A copy of this book was provided in exchange for an honest review.
Nicolette’s awful stepsisters call her “Mechanica” to demean her, but the nickname fits: she learned to be an inventor at her mother’s knee. Her mom is gone now, though, and the Steps have turned her into a servant in her own home.
But on her sixteenth birthday, Nicolette discovers a secret workshop in the cellar and begins to dare to imagine a new life for herself. Could the mysterious books and tools hidden there—and the mechanical menagerie, led by a tiny metal horse named Jules—be the key to escaping her dreary existence? With a technological exposition and royal ball on the horizon, the timing might just be perfect for Nicolette to earn her freedom at last.
Gorgeous prose and themes of social justice and family shine in this richly imagined Cinderella retelling about an indomitable inventor who finds her prince . . . but realizes she doesn’t want a fairy tale happy ending after all.
I love retellings so I was very eager to read Mechanica (and that cover!) and overall I did enjoy it. I loved that Cornwell took the classic Cinderella story and added some feminism. Nicolette- Nick for short- was a strong character that had mechanical skills like her mother before her.

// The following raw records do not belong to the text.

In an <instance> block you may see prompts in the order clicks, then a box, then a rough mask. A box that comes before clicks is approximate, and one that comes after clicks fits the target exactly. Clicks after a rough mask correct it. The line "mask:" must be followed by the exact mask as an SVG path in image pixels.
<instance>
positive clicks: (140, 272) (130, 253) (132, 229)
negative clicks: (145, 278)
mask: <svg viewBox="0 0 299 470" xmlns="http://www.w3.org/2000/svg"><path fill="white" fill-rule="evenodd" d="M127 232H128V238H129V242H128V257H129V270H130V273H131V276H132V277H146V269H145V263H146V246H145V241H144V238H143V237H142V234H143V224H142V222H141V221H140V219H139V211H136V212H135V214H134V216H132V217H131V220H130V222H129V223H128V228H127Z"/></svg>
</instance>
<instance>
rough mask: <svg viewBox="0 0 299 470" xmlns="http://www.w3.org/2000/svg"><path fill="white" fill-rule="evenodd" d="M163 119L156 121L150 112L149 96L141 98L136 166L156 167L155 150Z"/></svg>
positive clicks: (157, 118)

I thought that her mechanisms were interesting and for the most part easy to visualize. Jules, the mechanical horse her mother created, was adorable and he was my favorite character in the story….until View Spoiler »He was recreated BIGGER and gained the ability to TALK. Yep, mechanical horse that talks. That just went too far for me personally. « Hide Spoiler
Mechanica didn’t revolve around the romance but when the romantic elements were present they weren’t my favorite. There was some insta-love but it did help that the character was aware that they were feeling things a little quickly. The idea of being in love with the idea of someone rather than their true self was present and was a believable approach since that happens often in life. I never felt any chemistry between the characters. Not one little bit. The scenes felt pretty typical for the most part and were less swoony and more annoying.
As I mentioned above, Nick was a strong character and I loved that she was set on helping herself and creating a new life with her mechanical skills. She had a goal and worked towards it even with many obstacles standing in her way. I thought that was a great twist to the Cinderella story. No prince needed to save her. The only issue was that somehow it all fell flat regardless? I’m not sure exactly how or why but there were parts of the book that felt slower and yet the ending sequence felt rushed. Things sort of fell into place and were a tad too easy.
Though the idea behind Mechanica was strong the execution fell flat for me. Nick was a strong character though not overly relatable and I never did feel chemistry between any of the characters. I wanted to have an emotional investment into Nick’s story but I never did. I though the mechanical elements added a great deal to the story and like I said it was based on a great twist to the typical Cinderella story.